Penn Arts & Sciences Logo

Tuesday, May 1, 2007 - 4:30pm

Jason Cantarella

University of Georgia

Location

University of Pennsylvania

DRL 4C8

After the talk, there will be a dinner for speakers and participants at a local restaurant.

Toeplitz posed the following question in 1911: On every Jordan curve in R^2, are there four points which form a perfect square? In the intervening years, a string of authors have published proofs of various cases of the problem, leading to the results of W. Stromquist and H.B. Griffiths in the 1990's that inscribed squares exist on certain classes of Jordan curves which are somewhat more general than C^1 curves.

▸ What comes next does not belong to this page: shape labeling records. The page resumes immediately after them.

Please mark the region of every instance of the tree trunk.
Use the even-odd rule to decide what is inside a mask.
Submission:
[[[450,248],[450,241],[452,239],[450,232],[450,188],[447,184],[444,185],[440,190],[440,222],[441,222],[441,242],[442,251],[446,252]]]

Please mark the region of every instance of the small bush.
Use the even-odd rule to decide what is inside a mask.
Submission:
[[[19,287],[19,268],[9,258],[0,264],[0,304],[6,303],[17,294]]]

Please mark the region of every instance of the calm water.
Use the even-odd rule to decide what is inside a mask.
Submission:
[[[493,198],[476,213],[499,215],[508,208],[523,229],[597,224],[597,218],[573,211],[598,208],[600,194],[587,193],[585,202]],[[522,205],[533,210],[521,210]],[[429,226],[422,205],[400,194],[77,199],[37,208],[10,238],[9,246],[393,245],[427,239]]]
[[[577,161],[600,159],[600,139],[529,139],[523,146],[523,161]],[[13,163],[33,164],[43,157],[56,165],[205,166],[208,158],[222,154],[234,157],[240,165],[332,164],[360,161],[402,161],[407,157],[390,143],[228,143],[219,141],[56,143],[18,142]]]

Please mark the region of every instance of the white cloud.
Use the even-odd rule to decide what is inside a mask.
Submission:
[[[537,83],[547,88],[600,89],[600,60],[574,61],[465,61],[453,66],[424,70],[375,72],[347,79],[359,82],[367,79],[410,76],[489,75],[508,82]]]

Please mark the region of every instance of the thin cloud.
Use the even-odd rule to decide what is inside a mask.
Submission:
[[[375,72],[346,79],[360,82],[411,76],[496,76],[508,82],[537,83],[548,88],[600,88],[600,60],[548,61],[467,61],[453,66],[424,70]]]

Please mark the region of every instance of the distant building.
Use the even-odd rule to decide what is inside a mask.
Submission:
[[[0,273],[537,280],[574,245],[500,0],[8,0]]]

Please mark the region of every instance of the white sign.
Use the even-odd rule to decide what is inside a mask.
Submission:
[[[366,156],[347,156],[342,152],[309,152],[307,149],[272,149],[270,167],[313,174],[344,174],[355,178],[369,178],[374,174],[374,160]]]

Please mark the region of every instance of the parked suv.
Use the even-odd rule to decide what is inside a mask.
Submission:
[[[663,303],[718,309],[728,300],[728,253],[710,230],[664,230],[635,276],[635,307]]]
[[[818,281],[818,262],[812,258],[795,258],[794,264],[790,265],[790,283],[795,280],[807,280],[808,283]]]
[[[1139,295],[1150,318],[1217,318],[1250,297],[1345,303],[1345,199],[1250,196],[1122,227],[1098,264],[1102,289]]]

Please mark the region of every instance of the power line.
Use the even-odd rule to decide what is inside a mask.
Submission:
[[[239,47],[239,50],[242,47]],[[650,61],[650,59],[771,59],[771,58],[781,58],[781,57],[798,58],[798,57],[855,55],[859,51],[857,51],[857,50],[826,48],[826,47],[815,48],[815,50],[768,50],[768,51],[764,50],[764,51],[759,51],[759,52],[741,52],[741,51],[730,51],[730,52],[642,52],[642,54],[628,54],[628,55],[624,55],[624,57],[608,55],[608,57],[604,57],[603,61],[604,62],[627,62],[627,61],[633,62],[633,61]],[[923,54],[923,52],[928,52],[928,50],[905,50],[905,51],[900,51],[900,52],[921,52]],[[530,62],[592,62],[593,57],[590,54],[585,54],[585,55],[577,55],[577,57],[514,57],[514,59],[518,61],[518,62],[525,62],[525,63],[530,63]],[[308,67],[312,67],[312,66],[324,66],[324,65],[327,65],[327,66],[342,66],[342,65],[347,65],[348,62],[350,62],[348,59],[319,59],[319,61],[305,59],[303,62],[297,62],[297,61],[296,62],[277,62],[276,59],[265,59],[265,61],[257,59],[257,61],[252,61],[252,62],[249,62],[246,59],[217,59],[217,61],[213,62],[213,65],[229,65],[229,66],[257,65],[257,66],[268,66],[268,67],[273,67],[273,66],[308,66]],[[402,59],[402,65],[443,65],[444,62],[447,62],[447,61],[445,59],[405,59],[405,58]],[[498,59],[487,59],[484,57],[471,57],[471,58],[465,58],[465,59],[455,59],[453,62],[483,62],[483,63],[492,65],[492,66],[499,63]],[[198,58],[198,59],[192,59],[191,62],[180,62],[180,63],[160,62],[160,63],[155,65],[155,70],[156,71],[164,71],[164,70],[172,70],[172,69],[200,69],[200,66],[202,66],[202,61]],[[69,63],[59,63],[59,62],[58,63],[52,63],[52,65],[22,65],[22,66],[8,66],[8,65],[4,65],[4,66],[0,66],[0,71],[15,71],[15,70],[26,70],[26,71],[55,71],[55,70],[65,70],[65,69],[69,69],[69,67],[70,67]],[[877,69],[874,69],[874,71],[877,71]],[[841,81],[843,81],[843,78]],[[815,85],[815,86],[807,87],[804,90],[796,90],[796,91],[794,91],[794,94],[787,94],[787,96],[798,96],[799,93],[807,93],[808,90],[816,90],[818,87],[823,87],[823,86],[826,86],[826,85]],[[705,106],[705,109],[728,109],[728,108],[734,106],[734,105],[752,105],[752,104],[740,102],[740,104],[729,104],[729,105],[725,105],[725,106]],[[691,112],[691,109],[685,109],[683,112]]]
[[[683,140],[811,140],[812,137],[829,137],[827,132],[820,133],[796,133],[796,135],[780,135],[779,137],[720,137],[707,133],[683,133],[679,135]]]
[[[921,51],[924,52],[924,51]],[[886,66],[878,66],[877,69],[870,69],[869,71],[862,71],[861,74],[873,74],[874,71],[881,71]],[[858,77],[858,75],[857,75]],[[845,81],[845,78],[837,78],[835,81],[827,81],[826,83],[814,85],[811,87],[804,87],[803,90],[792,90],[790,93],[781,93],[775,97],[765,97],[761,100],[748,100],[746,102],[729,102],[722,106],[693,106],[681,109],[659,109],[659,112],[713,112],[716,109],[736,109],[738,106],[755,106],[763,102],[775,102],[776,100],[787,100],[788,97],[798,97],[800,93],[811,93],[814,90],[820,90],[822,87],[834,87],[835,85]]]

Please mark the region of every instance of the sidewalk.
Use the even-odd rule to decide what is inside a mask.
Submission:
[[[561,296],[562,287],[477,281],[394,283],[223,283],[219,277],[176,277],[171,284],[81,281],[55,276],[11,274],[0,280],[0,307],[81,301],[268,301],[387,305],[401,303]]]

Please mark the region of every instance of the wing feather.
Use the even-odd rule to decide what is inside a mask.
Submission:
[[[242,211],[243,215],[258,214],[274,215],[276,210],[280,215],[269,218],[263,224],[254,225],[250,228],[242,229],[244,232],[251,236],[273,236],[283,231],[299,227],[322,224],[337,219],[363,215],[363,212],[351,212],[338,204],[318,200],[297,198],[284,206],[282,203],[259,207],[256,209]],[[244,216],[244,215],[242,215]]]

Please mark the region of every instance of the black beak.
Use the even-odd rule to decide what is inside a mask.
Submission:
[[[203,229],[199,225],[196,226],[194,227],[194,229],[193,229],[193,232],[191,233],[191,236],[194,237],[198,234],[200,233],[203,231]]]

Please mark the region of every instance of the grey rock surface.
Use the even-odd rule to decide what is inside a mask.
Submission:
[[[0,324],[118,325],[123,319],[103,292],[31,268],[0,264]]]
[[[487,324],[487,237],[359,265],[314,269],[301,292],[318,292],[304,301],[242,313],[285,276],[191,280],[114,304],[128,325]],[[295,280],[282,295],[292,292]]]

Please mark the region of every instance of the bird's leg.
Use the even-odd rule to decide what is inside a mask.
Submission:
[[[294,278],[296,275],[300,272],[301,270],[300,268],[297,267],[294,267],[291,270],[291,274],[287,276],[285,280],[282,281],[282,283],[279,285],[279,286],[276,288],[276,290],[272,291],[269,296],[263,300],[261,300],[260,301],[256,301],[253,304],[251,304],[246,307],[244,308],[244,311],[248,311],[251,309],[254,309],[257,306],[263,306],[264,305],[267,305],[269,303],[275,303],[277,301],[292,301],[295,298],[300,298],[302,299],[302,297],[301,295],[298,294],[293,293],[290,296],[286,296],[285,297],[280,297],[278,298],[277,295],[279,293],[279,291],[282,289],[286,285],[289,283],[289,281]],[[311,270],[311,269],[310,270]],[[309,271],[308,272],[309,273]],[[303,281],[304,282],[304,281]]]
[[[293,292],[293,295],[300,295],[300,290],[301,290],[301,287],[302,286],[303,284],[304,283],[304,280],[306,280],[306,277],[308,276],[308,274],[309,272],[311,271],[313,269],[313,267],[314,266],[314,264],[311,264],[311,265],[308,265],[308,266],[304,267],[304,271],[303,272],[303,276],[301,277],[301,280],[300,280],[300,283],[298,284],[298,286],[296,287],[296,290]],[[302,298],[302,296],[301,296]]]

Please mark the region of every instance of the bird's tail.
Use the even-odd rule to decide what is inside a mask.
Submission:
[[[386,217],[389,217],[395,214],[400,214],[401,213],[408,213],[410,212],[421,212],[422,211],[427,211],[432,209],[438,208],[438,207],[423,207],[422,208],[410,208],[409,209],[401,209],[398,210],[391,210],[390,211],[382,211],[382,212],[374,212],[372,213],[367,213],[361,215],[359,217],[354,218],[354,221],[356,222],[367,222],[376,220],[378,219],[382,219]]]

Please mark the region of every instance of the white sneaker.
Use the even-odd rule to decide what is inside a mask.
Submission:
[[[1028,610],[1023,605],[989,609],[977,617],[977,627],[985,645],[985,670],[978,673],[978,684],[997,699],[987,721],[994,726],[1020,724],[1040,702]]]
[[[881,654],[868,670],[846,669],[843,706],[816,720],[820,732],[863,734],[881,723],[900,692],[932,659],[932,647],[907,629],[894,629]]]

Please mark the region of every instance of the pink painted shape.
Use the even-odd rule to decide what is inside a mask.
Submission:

We present a new approach to the problem which provides a collection of new results and new proofs of existing theorems, including a new proof of the square peg theorem itself. Here is another example of our results: Given a point p on a closed C^1 curve C in a Riemannian manifold M and any n, there is an equilateral geodesic n-gon inscribed in C with a vertex at p. The key idea in the new approach is to rethink the problem in terms of intersection numbers and Dev Sinha's geometric reformulation of the compactified configuration spaces of Fulton-MacPherson. This talk represents joint work with Elizabeth Denne (Harvard) and John McCleary (Vassar College).